MADISON - ST. CLAIR RECORD

Friday, November 22, 2024

Class action, costumed

What's the best way to disguise from a city's taxpayers that they are volunteer put-up plaintiffs in a trial lawyer-concocted class action lawsuit?

Don't call it a class action lawsuit.

That's what apparently happened in Fairview Heights, a Metro-East suburb currently the reluctant client of ex-Lakin Law Firm ace Richard Burke.

He's taking on a good portion of America's e-travel industry on Fairview Heights' behalf, "authorized" by a 2005 city council resolution directing city lawyers to initiate "any necessary legal action on behalf of itself and other similarly-situated Illinois taxing authorities to recover any and all unpaid taxes."

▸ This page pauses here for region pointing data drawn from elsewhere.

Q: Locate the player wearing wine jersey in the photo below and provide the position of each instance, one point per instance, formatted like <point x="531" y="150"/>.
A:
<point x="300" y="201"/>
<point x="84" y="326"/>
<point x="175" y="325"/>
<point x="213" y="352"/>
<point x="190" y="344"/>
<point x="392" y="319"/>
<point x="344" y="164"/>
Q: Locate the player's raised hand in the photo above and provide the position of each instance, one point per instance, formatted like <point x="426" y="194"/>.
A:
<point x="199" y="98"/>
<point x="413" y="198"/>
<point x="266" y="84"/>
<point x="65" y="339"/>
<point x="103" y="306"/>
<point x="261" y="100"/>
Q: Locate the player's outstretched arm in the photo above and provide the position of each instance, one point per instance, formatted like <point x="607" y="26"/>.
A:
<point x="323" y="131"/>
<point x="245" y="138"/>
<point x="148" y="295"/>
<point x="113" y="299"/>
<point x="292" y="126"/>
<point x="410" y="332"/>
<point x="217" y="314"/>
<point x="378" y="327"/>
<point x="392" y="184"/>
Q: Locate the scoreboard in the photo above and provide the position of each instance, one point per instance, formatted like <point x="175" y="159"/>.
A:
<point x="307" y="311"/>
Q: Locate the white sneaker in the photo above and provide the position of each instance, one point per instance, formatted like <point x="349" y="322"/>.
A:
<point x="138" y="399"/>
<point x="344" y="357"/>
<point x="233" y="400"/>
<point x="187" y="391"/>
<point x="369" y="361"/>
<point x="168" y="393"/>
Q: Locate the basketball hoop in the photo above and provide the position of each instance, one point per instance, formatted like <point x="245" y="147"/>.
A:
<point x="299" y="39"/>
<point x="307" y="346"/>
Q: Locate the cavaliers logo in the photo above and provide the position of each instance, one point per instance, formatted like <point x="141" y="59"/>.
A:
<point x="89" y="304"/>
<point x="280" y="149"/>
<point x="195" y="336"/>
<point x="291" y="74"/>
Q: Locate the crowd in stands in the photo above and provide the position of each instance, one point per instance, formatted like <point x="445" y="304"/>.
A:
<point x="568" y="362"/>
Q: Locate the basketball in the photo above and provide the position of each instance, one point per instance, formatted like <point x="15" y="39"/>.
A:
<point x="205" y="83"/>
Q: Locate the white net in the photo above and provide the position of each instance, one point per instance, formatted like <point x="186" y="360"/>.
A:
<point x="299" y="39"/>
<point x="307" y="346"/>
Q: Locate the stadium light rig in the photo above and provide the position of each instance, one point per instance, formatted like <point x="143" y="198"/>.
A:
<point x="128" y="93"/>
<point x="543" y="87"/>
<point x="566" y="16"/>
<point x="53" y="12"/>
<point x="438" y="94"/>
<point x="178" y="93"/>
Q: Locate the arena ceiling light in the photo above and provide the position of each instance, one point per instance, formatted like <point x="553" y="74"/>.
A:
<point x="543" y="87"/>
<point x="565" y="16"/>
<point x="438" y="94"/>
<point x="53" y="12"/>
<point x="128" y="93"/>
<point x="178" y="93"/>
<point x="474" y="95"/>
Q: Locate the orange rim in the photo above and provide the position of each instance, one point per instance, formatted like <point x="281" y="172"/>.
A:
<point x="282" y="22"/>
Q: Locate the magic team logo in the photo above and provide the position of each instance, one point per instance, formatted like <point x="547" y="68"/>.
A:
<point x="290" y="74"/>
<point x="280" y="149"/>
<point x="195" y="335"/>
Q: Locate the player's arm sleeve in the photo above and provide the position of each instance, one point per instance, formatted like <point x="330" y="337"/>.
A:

That's lawyer-speak for "class action." But Burke and city attorneys, mindful of how the public sees class action lawsuits, oft-carefully crafted to enrich lawyers with millions while offering plaintiffs but a victory pat on the back, took care not to include those touchy two words.

And lest the aldermen notice to what they had agreed, their new lawyers also didn't waste much time. A day after the resolution passed, we now know, Burke and his cohorts sprinted to the St. Clair County courthouse to file suit for Fairview Heights, making it the leader of a statewide class action suit alleging companies like Orbitz, Hotwire, Expedia and Priceline cheated tens of Illinois cities out of hotel taxes.

The resolution itself was revealed to The Record by City Attorney Al Paulson this past week, after city aldermen complained they were never told Fairview Heights was volunteering as the plaintiff in Mr. Burke's class action.

They were told and they agreed to the resolution, argued Paulson.

Or, not exactly.

If this whole episode strikes you as unseemly or distasteful, that's because it should.

From the sequence of events, it sure looks like these lawyers conceived this class action lawsuit, one that pitted hotel-taxing municipalities against travel e-tailers we know and love, themselves, and on spec. They then went hunting for a willing, or lawyer-less, city council to carry it for them.

Fairview Heights proved a worthy mark. It mustn't remain one.

An attorney-client relationship is at will; it isn't supposed to resemble a hostage situation. If Burke, Paulson and their cohorts used sleight of hand to make Fairview Heights a class action plaintiff, city aldermen should be firm and direct in showing them the door.